Website • UX Strategy • Information Architecture • Wireframes • UI Design • Visual Storytelling •
My Role
Lead UI/UX Designer - UX Strategy, Information Architecture, Interaction Design, Visual Design, Prototyping, Design System
Team
FEMI leadership & medical stakeholders • Content & copywriting team • Product & business owners • Developers (web platform)
Tools
Figma • FigJam • Figma Variables • ChatGPT • Perplexity • Gemini • Claude • Nano Banana • Midjourney • Adobe Illustrator • Adobe Photoshop

BLOOM is a digital ADHD diagnosis journey created with FEMI - replacing a fragmented offline process with one clear, guided, and emotionally supportive online experience for children, adults, and families. I led UX strategy and flows, then translated them into a calm brand experience, a design system, and high-fidelity product screens.
Clinically, ADHD can appear in two main patterns: a developmental neurological condition and a psychological–functional status that produces almost identical symptoms in day-to-day life. In both cases the diagnosis is still “ADHD”, but the recommended treatment path can be very different. For families and even professionals, this makes the landscape confusing and inconsistent.
The Challenge
Today, families and adults often manage ADHD assessment alone: finding providers, booking multiple steps, collecting documents, and waiting - while dealing with uncertainty and stigma. BLOOM needed to turn this into a structured, empathetic journey that reduces friction and helps users reach clear next steps.
Vision and Audience
From day one, BLOOM was designed for both B2C and B2B - so users can start independently or be referred by clinics and schools into the same consistent flow. The experience had to feel simple for families, yet structured and trustworthy for medical and organizational decision-makers.
// The Parent (Children 6–18)
A busy parent, asked to check ADHD, looking for a clear and calm online path instead of bureaucracy and confusion.
// The Adult Seeker
A student or professional who suspects ADHD and wants a discreet, digital way to get clarity and next steps.
// The Professional Partner
Teachers and doctors who need a reliable, clinically solid platform to refer families to and close the loop from suspicion to diagnosis.

Competitive Benchmarking
I benchmarked ADHD360 and similar services to map common UX patterns across the diagnosis funnel—entry points, onboarding, questionnaire structure, and trust signals. Insights informed BLOOM’s flow, content hierarchy, and component decisions.

Naming & Brand Concept
“BLOOM” reframes the conversation from “disorder” to potential - capturing the idea of flourishing once the right conditions exist. This concept guided tone-of-voice: less fear, more clarity, and hopeful, clinically grounded messaging throughout the journey.
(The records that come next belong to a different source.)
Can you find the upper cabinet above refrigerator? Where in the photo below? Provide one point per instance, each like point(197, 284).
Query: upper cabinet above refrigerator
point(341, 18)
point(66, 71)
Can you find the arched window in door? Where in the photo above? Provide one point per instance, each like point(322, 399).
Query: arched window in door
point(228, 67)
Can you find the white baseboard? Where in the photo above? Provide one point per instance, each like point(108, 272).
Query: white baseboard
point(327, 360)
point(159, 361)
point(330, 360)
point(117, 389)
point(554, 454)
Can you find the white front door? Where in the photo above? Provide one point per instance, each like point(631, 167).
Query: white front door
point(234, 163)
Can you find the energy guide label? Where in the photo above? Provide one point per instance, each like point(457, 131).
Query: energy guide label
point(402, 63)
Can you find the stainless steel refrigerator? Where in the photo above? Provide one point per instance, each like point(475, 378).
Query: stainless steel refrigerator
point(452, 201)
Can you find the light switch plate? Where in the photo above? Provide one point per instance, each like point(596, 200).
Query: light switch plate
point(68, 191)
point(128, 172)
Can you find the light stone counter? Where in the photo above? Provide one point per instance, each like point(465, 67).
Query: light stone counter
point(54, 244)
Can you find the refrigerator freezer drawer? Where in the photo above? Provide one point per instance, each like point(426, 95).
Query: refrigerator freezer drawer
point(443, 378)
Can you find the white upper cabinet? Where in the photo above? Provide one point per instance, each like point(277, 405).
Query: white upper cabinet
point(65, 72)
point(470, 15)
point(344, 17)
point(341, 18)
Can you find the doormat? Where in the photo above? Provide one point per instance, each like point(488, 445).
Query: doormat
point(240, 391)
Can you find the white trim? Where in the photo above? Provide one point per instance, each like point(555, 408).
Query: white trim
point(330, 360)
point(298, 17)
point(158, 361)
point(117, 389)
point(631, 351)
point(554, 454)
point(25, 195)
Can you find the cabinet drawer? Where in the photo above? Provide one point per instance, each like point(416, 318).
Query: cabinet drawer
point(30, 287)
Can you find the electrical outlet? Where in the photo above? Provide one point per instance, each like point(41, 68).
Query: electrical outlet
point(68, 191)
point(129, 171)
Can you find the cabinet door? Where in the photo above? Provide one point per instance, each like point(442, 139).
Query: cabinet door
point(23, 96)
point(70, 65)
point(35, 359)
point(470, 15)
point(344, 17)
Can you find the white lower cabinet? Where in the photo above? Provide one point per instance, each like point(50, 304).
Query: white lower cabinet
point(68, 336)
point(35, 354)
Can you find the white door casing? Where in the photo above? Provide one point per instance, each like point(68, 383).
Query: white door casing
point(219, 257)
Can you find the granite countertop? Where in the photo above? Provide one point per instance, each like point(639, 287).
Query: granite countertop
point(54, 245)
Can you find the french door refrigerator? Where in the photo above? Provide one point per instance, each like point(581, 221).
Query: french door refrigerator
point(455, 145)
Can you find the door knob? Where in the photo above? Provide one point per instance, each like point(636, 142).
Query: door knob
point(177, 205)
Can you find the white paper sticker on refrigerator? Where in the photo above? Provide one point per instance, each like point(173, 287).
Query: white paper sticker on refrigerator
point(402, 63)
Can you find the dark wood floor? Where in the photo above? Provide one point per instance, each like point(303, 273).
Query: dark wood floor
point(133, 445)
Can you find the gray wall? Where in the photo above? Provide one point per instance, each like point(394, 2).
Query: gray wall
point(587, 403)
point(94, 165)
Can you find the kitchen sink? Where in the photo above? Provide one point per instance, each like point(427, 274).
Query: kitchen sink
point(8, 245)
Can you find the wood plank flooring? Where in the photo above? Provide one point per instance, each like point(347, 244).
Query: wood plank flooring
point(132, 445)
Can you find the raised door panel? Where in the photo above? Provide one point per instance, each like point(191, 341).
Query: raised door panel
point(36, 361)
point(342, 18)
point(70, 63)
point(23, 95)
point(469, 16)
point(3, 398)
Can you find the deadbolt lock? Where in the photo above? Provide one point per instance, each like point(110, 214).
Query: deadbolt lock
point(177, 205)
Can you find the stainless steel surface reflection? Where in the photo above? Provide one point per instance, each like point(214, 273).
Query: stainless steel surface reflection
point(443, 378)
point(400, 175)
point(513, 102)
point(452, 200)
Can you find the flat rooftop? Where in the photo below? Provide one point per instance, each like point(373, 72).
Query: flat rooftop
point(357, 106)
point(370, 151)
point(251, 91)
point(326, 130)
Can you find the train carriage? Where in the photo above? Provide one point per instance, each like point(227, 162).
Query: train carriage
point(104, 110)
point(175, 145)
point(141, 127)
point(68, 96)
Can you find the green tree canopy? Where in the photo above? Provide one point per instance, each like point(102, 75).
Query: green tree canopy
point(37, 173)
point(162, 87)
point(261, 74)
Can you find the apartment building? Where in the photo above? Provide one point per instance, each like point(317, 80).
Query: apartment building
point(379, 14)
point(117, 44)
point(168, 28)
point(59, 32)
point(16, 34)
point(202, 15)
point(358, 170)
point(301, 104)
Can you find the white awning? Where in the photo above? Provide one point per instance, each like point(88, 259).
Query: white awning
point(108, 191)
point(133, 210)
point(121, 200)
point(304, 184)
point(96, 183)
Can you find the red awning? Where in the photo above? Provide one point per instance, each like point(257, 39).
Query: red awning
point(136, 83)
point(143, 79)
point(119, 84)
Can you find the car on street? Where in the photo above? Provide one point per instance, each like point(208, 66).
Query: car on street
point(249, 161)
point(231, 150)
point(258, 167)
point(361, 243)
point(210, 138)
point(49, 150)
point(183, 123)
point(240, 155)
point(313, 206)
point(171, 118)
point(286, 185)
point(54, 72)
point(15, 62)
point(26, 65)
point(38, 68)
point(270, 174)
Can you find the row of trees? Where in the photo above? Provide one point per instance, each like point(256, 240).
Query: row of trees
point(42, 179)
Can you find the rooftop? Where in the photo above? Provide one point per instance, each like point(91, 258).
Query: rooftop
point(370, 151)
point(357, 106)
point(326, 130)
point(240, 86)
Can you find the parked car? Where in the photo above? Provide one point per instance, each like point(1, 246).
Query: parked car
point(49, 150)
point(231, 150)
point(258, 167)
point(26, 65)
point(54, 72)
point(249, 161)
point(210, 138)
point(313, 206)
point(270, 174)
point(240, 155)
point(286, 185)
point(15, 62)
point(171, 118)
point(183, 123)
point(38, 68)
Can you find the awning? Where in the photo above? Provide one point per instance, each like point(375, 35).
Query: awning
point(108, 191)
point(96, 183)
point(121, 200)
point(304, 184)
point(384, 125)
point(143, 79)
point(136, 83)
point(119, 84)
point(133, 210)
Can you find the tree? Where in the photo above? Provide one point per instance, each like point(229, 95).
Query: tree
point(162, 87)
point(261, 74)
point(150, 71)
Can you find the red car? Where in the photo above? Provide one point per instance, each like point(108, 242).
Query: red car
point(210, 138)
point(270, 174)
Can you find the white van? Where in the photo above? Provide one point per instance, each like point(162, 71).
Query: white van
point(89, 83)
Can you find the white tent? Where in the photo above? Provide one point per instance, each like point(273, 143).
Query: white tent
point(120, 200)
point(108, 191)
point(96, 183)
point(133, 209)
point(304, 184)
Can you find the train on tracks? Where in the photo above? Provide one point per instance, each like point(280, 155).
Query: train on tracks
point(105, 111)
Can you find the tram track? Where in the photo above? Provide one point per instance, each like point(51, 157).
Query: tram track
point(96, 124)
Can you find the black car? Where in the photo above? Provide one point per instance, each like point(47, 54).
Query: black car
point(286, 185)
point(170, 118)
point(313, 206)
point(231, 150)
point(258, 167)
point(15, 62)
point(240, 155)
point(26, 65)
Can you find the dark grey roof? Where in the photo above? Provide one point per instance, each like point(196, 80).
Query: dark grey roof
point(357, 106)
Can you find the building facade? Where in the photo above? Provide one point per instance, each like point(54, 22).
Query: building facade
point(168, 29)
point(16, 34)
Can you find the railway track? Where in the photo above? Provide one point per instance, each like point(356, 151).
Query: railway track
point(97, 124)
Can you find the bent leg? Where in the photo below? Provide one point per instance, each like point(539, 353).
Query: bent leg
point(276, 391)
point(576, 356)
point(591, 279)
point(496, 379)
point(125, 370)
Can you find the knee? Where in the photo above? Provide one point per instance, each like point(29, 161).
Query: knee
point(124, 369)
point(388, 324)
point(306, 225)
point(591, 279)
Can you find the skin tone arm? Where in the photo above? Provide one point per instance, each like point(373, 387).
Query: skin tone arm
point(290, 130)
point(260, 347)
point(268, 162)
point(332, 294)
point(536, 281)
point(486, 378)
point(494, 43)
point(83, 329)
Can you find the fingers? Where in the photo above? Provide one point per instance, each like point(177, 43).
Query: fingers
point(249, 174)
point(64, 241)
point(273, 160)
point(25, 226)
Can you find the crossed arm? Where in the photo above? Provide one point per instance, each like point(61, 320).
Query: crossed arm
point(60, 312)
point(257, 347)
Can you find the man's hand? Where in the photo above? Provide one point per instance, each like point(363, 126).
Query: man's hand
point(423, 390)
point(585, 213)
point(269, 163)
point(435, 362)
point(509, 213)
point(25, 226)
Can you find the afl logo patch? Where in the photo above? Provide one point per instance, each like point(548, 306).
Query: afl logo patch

Visual Identity & Design Rationale
The visual principle was “less is more”: minimal noise, strong hierarchy, and generous spacing to reduce cognitive load. Soft colors, rounded forms, and calm rhythm were treated as functional, not decorative - so long tasks feel more manageable.
Key Insight - The Parent as a Double User
A key insight was that ADHD is often hereditary, meaning the parent completing the process may also struggle with overload and executive function. This drove core UX choices: small steps, predictable patterns, clear confirmations, progress indicators, and forgiving error states.
Information Architecture & Journey Design
BLOOM supports two entry paths: a short screening for users who are exploring, and a direct start for users who already have a recommendation. Both converge into one structured flow: onboarding → multi-chapter questionnaire → document upload → payment → results with tailored outcome messaging and next steps.


Design System & Components
I built a scalable design system with Figma Variables (colors, spacing, radii, key tokens) and a reusable component library for navigation, forms, progress, cards, and message states - supporting a long, form-heavy experience with clear feedback and accessibility.



Designing the Questionnaire Experience
With ~80 questions, the main challenge was endurance. I broke the flow into short blocks and chapters, tested multiple layout directions for readability, and iterated until the experience felt calm, light, and repeatable across the product.


AI as a Design Partner
AI tools supported research and content exploration (patterns, structure, phrasing), but every output was edited, aligned with clinical guidance, and adapted to BLOOM’s brand voice.
Outcome & Next Steps
The result is a coherent end-to-end diagnosis journey with complete flows, a robust design system, and high-fidelity screens for core stages. Next steps include usability testing with parents/adults and measuring completion, drop-off, and satisfaction to guide iteration across both consumer and institutional tracks.